Press Release here. And the text:

Amnesty International, National Assembly of First Nations File Briefs in Support

LADYSMITH, BC, Oct. 5, 2011 /CNW/ – In an unprecedented action, the Inter-American Commission on Human Rights of the Organization of American States (OAS) will hear a human rights complaint brought by six British Columbia First Nations, charging Canada with the uncompensated taking of their ancestral territory for the benefit of private forestry and development corporations on Vancouver Island. The Hul’qumi’num Treaty Group (HTG), comprised of the Cowichan Tribes, Lake Cowichan First Nation, Halalt First Nation, Penelakut Tribe, Lyackson First Nation and the Stz’uminus First Nation, has accused Canada of violating the human rights of its 6,400 members by failing to recognize and protect their rights to property, culture and religion, as recognized under the OAS’ principal human rights instrument, the American Declaration of the Rights and Duties of Man. Canada has been a member of the OAS since 1989.

According to Robert Morales, Chief Negotiator for the HTG, Canada, despite repeated protests, continues to permit widespread clear-cutting, deforestation and environmentally destructive development activities throughout their ancestral territory by three major forestry development companies, TimberWest Forest Corporation, Hancock Timber Resource Group and Island Timberlands. The three corporations are the major successors in interest to Canada’s 1884 grant of over 237,000 hectares of Hul’qumi’num lands containing valuable timber, coal and other resources to the E&N railroad corporation. Today, those companies control nearly 190,000 hectares, roughly 2/3 of the HTG members’ ancestral territory. The HTG has submitted extensive evidence to the human rights body documenting the companies’ clear-cutting operations, which it claims go unregulated by the government, while causing the relentless destruction of the traditional way of life, culture, and religious practices of the HTG communities.

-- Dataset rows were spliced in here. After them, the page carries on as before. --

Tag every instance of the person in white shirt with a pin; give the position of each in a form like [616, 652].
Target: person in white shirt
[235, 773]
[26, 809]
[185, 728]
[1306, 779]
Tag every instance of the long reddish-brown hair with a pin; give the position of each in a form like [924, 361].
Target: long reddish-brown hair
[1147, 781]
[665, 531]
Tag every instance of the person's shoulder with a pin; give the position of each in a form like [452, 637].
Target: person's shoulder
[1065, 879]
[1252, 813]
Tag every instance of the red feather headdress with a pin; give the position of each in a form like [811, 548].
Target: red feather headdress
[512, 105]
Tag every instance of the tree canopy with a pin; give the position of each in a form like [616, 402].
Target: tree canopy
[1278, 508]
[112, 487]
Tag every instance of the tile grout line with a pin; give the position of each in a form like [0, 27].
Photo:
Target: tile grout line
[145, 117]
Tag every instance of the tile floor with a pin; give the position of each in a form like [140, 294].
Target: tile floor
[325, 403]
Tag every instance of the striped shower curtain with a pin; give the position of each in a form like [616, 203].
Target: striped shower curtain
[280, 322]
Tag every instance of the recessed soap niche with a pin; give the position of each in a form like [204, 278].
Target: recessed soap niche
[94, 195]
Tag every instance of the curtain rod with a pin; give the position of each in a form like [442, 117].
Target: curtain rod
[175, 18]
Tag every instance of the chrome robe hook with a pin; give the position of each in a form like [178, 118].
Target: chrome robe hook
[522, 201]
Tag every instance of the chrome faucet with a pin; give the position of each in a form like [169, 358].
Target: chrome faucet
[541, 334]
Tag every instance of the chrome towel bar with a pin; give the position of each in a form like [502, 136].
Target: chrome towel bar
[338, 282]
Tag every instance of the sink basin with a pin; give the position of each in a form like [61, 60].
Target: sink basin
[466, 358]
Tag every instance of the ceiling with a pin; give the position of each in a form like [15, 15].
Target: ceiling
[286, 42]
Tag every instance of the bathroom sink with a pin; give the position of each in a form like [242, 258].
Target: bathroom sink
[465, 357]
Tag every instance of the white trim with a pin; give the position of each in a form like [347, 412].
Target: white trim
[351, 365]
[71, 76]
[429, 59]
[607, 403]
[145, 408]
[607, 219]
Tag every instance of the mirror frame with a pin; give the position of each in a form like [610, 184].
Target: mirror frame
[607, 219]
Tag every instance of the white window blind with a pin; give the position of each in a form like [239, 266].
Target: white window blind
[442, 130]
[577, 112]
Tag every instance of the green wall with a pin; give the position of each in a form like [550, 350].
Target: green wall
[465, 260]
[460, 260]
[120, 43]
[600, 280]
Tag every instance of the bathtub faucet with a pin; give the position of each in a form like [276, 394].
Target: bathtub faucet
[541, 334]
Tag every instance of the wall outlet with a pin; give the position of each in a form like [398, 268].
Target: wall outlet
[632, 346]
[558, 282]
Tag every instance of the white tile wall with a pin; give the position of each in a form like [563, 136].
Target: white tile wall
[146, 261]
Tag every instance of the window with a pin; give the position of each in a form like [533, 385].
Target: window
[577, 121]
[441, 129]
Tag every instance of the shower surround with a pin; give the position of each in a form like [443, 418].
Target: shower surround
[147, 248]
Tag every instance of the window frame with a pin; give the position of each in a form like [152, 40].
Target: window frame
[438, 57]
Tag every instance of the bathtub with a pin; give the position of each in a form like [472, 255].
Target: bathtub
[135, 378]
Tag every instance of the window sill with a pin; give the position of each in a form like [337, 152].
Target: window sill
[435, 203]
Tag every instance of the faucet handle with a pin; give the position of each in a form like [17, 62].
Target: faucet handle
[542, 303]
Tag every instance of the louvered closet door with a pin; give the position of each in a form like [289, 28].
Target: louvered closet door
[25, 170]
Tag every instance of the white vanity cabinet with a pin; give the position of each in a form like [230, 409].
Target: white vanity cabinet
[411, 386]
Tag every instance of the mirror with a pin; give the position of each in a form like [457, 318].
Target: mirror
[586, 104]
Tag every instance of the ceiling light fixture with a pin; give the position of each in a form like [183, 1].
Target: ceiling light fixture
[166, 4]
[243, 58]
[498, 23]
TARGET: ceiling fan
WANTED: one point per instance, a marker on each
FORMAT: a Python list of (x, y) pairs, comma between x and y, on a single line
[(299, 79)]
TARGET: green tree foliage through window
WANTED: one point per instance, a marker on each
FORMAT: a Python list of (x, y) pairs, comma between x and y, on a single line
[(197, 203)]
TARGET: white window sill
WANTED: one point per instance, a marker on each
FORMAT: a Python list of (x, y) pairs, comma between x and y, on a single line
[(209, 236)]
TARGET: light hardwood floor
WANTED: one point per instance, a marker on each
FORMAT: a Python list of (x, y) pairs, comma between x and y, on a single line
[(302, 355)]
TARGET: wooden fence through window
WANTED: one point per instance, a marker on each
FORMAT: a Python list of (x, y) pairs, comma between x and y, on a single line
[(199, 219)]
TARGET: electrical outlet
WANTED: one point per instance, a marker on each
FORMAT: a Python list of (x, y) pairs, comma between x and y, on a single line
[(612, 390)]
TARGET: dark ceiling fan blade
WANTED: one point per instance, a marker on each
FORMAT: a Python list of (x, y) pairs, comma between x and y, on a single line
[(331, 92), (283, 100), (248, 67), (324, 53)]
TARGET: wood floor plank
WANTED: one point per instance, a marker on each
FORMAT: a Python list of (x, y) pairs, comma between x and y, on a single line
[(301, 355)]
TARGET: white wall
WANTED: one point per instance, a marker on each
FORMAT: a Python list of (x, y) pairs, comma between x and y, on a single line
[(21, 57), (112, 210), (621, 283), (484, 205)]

HTG’s human rights complaint charges that under Canada’s Comprehensive Land Claims Policy, relied upon by the government since 1973 in negotiating treaties with First Nations, so-called “private lands” owned by the large timber, mineral and real estate development companies are “off the table.” The government refuses to negotiate over the return or replacement of these lands, and, under its land claims policy, will not discuss compensation at the treaty table.  HTG also charges that Canada refuses to consult with HTG, as required under well-established principles of international human rights law, before allowing the forestry companies to permanently destroy their lands and resources, with no benefits provided to the HTG First Nations.

Prominent international human rights groups, including Amnesty International, and over a dozen Canadian First Nations governments and organizations, including the Assembly of First Nations (AFN), have filed briefs supporting HTG. First Nations leaders and human rights experts predict that a victory in the case for HTG could throw the government’s entire process for negotiating and implementing treaties involving land claims with First Nations across Canada into serious question.

Robert A. Williams, Jr., a law professor and Director of the Indigenous Peoples Law and Policy Program of the University of Arizona, is representing HTG as lead counsel in the case. He believes that a  favorable decision for HTG in the case “will vindicate the position of First Nations leaders and communities throughout Canada that the Comprehensive Land Claims Policy needs to be scrapped in favor of a process that complies with international human rights standards for the recognition and protection of First Nations’ peoples in their ancestral lands.”